= James Donovan (forensic scientist) =

Irish forensic police officer (1944–2025)

James Donovan (1944 – 18 February 2025) was an Irish police officer who was a senior forensic scientist to the Garda Technical Bureau of the Garda Síochána (the Republic of Ireland's police), until his retirement in 2002. He was a key witness in the Provisional Irish Republican Army assassination of Lord Louis Mountbatten, and was the target himself of Irish criminal Martin Cahill.

==Life and career==
Donovan was from County Cork. After gaining science degrees in Ireland and training in Ireland, London, and the United States, he joined the civilian science service of the Garda Síochána.

===Assassination of Lord Mountbatten===

Louis Mountbatten, 1st Earl Mountbatten of Burma usually holidayed at his summer home, Classiebawn Castle, in Mullaghmore, a small seaside village located on the coast of County Sligo in the west of Ireland. The village was only 12 mi from County Fermanagh in Northern Ireland, and near an area known to be used as a cross-border safe-haven by IRA members.

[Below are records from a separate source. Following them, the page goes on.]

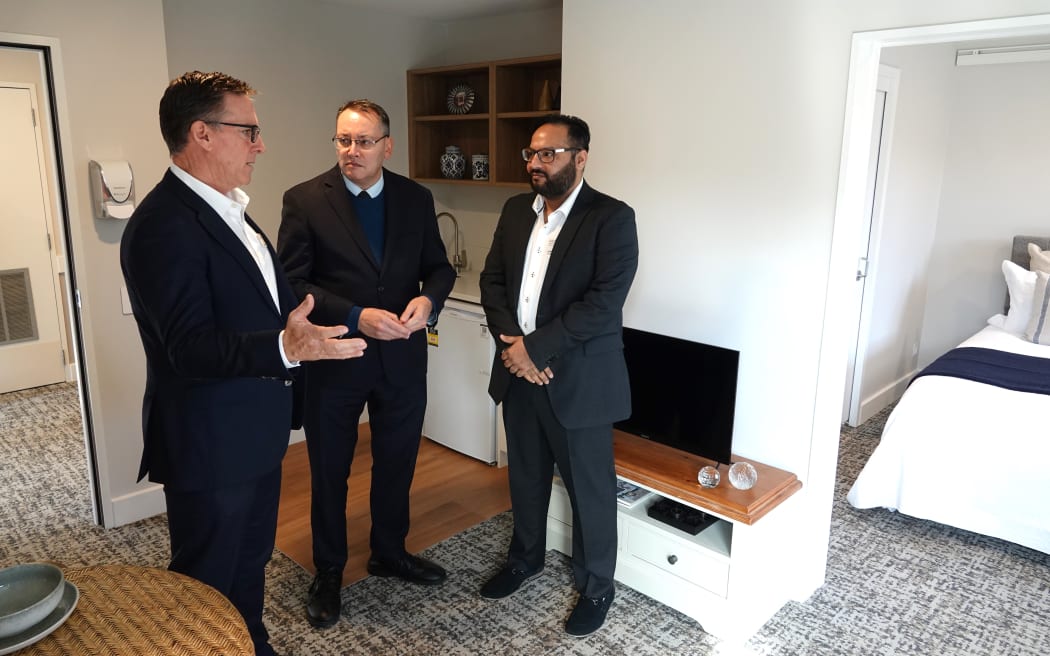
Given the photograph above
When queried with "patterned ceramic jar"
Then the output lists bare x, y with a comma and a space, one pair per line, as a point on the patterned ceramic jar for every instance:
453, 163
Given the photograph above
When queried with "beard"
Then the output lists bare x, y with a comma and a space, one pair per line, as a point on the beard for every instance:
557, 184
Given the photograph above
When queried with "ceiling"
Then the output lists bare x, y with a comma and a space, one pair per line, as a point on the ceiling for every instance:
450, 9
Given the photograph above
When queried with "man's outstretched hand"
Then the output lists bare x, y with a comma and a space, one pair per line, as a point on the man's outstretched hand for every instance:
305, 342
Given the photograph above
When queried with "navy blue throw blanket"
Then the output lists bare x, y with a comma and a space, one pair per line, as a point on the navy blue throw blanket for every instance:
993, 367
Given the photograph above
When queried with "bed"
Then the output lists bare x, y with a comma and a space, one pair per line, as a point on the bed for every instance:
968, 453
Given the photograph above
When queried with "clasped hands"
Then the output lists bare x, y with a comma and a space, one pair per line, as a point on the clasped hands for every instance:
305, 341
517, 360
386, 325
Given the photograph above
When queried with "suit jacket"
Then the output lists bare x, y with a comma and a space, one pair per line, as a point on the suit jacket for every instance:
580, 320
326, 253
218, 401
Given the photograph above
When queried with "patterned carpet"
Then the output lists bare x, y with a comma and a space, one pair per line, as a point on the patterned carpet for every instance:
896, 585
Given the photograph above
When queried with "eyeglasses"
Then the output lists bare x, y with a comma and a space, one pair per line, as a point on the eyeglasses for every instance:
362, 144
546, 154
251, 131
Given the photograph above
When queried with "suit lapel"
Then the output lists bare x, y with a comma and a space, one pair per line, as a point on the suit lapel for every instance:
567, 235
216, 228
338, 197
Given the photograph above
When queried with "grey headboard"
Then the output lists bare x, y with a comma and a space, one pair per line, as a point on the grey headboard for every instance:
1019, 255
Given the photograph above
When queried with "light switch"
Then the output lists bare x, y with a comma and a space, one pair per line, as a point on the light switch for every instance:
125, 301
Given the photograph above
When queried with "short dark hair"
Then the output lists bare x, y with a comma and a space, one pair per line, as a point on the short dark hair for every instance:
579, 132
362, 105
192, 97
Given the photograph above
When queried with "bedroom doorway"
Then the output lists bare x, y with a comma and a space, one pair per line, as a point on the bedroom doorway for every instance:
840, 324
32, 344
867, 245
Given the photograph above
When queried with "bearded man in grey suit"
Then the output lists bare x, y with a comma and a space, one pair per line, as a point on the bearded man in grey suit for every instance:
553, 288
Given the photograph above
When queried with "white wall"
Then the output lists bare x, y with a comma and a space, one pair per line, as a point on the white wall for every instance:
721, 124
996, 166
110, 77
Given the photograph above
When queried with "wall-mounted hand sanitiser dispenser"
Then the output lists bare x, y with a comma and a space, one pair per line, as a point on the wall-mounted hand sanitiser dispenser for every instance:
112, 189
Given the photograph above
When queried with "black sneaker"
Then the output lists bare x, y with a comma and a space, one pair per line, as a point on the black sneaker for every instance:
506, 582
589, 614
323, 602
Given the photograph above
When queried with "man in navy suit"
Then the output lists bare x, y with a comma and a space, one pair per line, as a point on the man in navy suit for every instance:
223, 335
553, 288
364, 241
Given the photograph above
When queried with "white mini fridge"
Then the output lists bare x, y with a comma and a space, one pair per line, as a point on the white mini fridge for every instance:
459, 413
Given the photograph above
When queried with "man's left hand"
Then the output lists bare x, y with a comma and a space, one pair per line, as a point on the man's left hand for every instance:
417, 313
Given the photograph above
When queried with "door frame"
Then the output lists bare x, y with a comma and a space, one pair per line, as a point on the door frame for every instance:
63, 194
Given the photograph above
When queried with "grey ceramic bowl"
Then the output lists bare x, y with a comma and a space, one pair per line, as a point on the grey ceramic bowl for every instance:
28, 593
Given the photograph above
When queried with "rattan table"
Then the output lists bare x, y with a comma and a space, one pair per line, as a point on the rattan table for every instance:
145, 611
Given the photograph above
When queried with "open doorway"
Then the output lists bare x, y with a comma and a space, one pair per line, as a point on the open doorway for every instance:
865, 58
26, 66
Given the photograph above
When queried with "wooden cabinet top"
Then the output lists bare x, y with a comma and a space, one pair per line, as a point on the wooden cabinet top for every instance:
673, 472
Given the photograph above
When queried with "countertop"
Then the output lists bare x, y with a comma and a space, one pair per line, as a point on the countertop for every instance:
466, 288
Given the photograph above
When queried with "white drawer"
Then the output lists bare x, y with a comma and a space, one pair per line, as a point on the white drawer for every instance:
690, 563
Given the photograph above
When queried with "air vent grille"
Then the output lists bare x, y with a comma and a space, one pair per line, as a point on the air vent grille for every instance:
17, 319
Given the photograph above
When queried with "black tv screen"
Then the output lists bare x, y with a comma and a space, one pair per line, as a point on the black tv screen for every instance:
683, 394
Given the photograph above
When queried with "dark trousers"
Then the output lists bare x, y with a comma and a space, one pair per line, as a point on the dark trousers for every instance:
225, 537
536, 442
331, 420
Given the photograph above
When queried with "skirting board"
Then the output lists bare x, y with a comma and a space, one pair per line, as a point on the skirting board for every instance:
890, 394
134, 506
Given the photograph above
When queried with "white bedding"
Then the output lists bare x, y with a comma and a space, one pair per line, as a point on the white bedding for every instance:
968, 455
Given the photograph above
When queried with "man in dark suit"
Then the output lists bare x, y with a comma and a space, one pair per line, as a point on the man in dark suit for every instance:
364, 242
222, 336
553, 288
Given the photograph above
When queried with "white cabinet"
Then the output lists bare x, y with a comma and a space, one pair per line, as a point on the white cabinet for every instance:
459, 411
733, 576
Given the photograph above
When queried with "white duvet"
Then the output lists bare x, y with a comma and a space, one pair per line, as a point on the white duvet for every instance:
968, 455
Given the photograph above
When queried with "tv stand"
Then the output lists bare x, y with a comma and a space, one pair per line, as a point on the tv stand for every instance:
732, 576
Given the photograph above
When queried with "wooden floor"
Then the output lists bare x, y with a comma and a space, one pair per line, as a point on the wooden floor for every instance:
450, 492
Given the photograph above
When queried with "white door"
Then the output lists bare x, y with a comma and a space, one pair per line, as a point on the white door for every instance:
30, 342
885, 101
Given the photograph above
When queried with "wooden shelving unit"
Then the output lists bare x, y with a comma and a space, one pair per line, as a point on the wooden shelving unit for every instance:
499, 123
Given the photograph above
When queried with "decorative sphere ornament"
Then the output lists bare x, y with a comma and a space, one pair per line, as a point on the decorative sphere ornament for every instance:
708, 477
742, 475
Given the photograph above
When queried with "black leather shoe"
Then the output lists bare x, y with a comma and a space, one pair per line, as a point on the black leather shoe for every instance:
506, 582
323, 602
589, 614
413, 569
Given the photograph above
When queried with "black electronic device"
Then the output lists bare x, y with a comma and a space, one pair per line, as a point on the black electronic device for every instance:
683, 394
680, 516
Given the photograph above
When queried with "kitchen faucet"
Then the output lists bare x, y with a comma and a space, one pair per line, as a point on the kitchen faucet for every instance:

Despite security advice and warnings from the Gardaí, on 27 August 1979, Lord Mountbatten went lobster-potting and tuna-fishing in the 30 ft wooden boat, the Shadow V, which had been moored in the harbour at Mullaghmore. IRA member Thomas McMahon had slipped onto the unguarded boat that night and attached a radio-controlled fifty-pound (23 kg) bomb. When Mountbatten was aboard en route to Donegal Bay, the bomb was detonated just a few hundred yards from the shore. It is not known who activated the radio-controlled bomb as McMahon had been arrested earlier at a Garda checkpoint between Longford and Granard.

The boat was blown to pieces by the force of the blast. Mountbatten, then aged 79, was fatally wounded. He was pulled alive from the water by nearby fishermen, but died from his injuries before being brought to the shore.

Others killed by the blast were Nicholas Knatchbull, his elder daughter's 14-year-old son, and Paul Maxwell, a 15-year-old from Enniskillen in County Fermanagh, who was a crew member. The Dowager Lady Brabourne, his elder daughter's 83-year-old mother-in-law, was seriously injured in the explosion and died from her injuries the following day.

McMahon was arrested by the Gardaí two hours before the bomb detonated, having been initially stopped on suspicion of driving a stolen vehicle. He was tried for the murders in the Republic of Ireland, and convicted by forensic evidence supplied by Donovan that showed flecks of paint from the boat and traces of nitroglycerine on his clothes. McMahon was sentenced to life imprisonment for murder on 23 November 1979, but was released in 1998 under the terms of the Good Friday Agreement.

===Assassination attempt by Martin Cahill===

In January 1982, fearing the increasing role that forensic science could play in detecting his robberies, Martin Cahill had a bomb placed under Donovan's car bonnet at his home in Belgard, Dublin. Having suffered very serious but not life-threatening injuries, he was taken by ambulance to St. James's Hospital, Dublin.

Suspicion of the plot immediately fell on both the IRA and the INLA, members of which Donovan was due to give evidence against in the following weeks. However, evidence quickly pointed to an association with Cahill. At the time, Cahill and an associate named Christy Dutton were facing charges related to an armed robbery in January 1981. Donovan was testifying against Cahill and Dutton in the trial. Both Cahill and Dutton were acquitted on a technicality in June 1984. The main prosecution witness in the case, admitted under cross-examination that she had not been in fear for her life during the robbery, a point on which conviction for armed robbery hinged. Nobody was ever convicted for the failed assassination attempt on Donovan's life. In December 1987, on the orders of newly appointed commissioner Eamonn Doherty, the Gardaí set up a Special Surveillance Unit (SSU), called the Tango Squad, to specifically target and monitor Cahill's gang on a permanent, 24/7 basis. Cahill was given the callsign Tango-1.

In February 1988, a Today Tonight report identified Cahill as the man behind the Donovan bomb plot, the Beit robbery, and the robbery of O'Connors jewellery depot. As a result, PD leader Desmond O'Malley raised the revelations that Cahill owned such expensive property in Cowper Downs, despite having never worked, sarcastically remarking that Cahill must have needed the extra wall space to hang his artwork by the Dutch masters.

In 1994, released on bail after the failed Lacey kidnapping, Cahill was assassinated by the IRA.

===Later life and death===
Though he suffered lifelong pain after the bombing, Donovan continued to work until his retirement in 2002. He died on 18 February 2025, at the age of 80.